We don’t think so. We think that there will still be need because internal combustion engines are extremely efficient, they’re getting more efficient by the day. The fact is, an internal combustion engine, new diesels included and the latest technology for gasoline vehicles, with the combination of the latest technology auto cars. Those vehicles are efficient and can reach the kind of emissions legislation that is planned for ‘vehicles of the future’ and because of their efficiency and how easy it is actually, to use internal combustion engines – we don’t believe that gets displaced. What you do see is an increasing volume of electrification, which can be both battery electric vehicles and fuel cell electric vehicles. The one thing you see is that there are, for as many people that comment on this, is the same amount of opinions as to what percentage will be of the entire vehicle fleet will be electrified in 10, 20, or 30 years time, and I guess no one really knows. But our view is that, and most of the work that we’ve done shows that actually all these different technologies have got a space. Much like you have a diesel co-existing alongside gasoline today. We believe that in the future, you will see the majority of the carpark will still be internal combustion engines. Then there will be for certain, mostly smaller vehicles, shorter riding distances, and where the infrastructure exists, and where sufficient electricity exists – you’re likely to see battery electric vehicles. When you want further driving distances – bigger vehicles, like big SUVs or trucks, and light delivery vehicles – those are more likely, when they are electrified to be fuel cells. But the majority of the vehicles we still think will be internal combustion engines. They will have exhaust catalysts, and because of that, will still use both platinum and palladium so, we do think that there’s still a fairly good demand for our PGMs on the auto catalyst business. But, as you correctly point out, for fuel cells, there’s a much higher use of platinum and that would be a very positive outcome for us.
So, the platinum sector in SA, which has been written-off by lots of people. They say, the reports of your death have been greatly exaggerated. Thanks for giving us that insight to it. Chris, who are you challenging to also participate in the CEO SleepOut™ on the 11th?
I’d like to challenge platinum CEOs. The fact that we’re not seeing their names yet, on the list, is what I would seek to rectify. So, my fellow platinum CEOs, Nico Muller from Implats, Paul Dunne from Northam Platinum, Ben Magara from Lonmin, Neal Froneman from Sibanye Stillwater and Mike Schmidt from ARM. Then to top it up, I think that we should absolutely have the CEO of the new, Chamber of Mines, which is the Minerals Council and Roger Baxter certainly should be challenged to be at the Mandela SleepOut.

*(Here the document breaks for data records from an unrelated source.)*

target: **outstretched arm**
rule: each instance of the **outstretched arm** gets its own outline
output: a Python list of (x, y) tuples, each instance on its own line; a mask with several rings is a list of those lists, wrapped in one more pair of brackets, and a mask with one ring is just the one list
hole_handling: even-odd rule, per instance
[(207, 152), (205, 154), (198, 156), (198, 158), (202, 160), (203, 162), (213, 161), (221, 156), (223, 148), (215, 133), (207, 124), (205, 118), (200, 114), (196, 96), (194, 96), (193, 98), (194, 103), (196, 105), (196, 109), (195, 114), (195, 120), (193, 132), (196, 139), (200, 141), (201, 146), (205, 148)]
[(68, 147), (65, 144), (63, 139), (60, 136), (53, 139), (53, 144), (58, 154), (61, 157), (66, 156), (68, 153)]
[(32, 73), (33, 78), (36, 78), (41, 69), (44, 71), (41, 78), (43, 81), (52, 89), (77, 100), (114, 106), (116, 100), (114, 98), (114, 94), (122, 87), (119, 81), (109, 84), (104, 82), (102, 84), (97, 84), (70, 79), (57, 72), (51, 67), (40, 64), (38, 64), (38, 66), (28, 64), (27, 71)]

There we have it. All of the platinum CEOs, including Neal Froneman, who has now joined your group, hasn’t he, since all those acquisitions he’s been making with Sibanye, and Roger Baxter, of course, has got to be there too. So, thanks for that, Chris. I don’t know how they’re going to be able to turn down that challenge and I’ll be putting a little pressure on them to join you as well. Why should we be the only ones to freeze that evening? Thanks for the chat and thanks for those insights into the fuel cell industry, and I think it will open quite a few minds as well. A very interesting evening coming on the 11th July, and we’ll be talking to Chris Griffith, no doubt, and the other platinum CEOs on that evening. Reflecting, as he says, on the fortunate situation that many of us are in because we only have to do this one night a year, considering the homeless do it every night.